In preparation for the launch of my very own green video blog on GreenDig, I cruised the web looking for video blogs that showcase the latest and greatest in green media.
Surprisingly green video blogs are few and far between. My criteria included frequency (at least 1 post per month ... I know, not too frequent but beggars can't be choosers) and recent activity (a post within the last month) and some level of consistency in the quality of the content (no reposting). The cardinal rule of video blogging is a run time between 2-5 minutes, but I have pushed the upper limit an additional 3 minutes to allow for a few great contenders.
In case you are unfamiliar with the term, here is a brief history of the video blog:
Video blogs (or vlog in geek speak, pronounced "v-log") exploded onto the web even before the YouTube revolution of user-generated media (UGM). An early precedent-setting vlog was Rocketboom which debuted to much fanfare and over 100,000 daily viewers. Amanda Peet's informal delivery of the day's top news stories (and a slightly clingy angora sweater) created a whole new way of thinking about the news.

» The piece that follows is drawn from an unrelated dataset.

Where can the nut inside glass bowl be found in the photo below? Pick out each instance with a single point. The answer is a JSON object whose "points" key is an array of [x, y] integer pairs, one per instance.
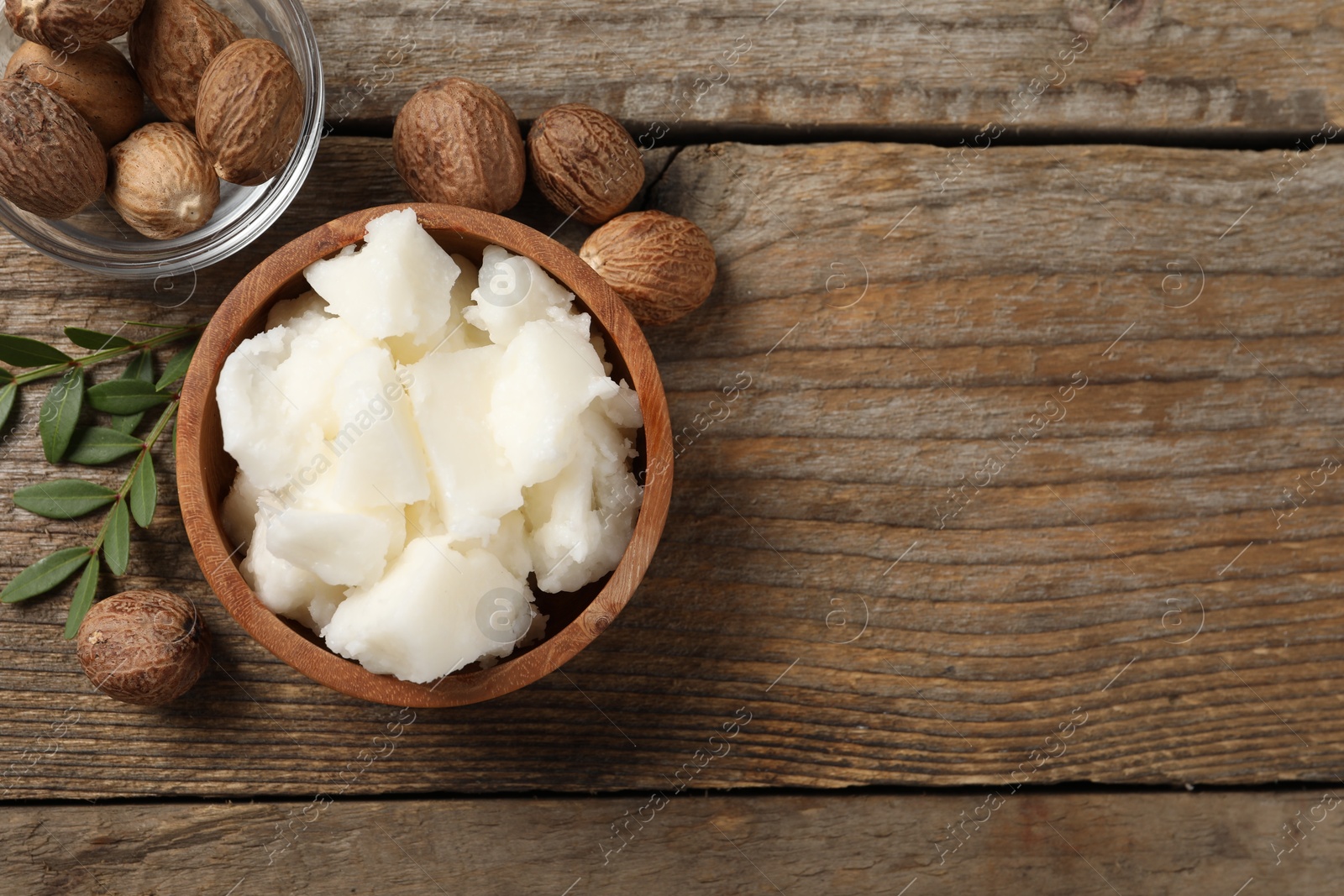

Instead of a stuffy, deadpan news anchor, Amanda was like your best friend, smart and perky, who was just so excited to tell you about HER interpretation of the top news stories of the day.
Sociologists and Internet pundits (like Marc Canter and Ken Rutkowski) predicted the emergence of a 21st century, post-modern paradigm shift in the presentation of news.
Liberated from the seemingly objective shackles of mainstream news, the video blog was free to express the personality and priorities of the individual vlogger openly and transparently, in dramatic contrast to certain "faux news" networks that use the moniker and presentation style of "News" to mask packaged political agendas (or just plain ol' advertising).
Post-YouTube, several video bloggers emerged to gain significant followings, like Philip DeFranco (aka sxephil featured above) whose 3-4 minute daily news recaps regularly generate 400,000+ views. Smart and snarky, Phil has proven that you can have your news and eat it too.
A host of platforms later -- Blip, Current (which has now pulled the plug on UGM), Vimeo, and Veoh -- gave rise to categories of "channels" like Sports and Politics. But the "environment" category has always been a little lacking.
Still some great stars. Here's my Top 9 list of the best green video blogs. If you know of other great vlogs I'm missing add them in the comments section below:
The "It Girl" of green video. The folks at LA-based Viropop have been cranking out great weekly shows starring the eternally adorable Jessica Williamson and some kick-ass editing (video above) with a special focus on entertainment, gadgets and cool cars.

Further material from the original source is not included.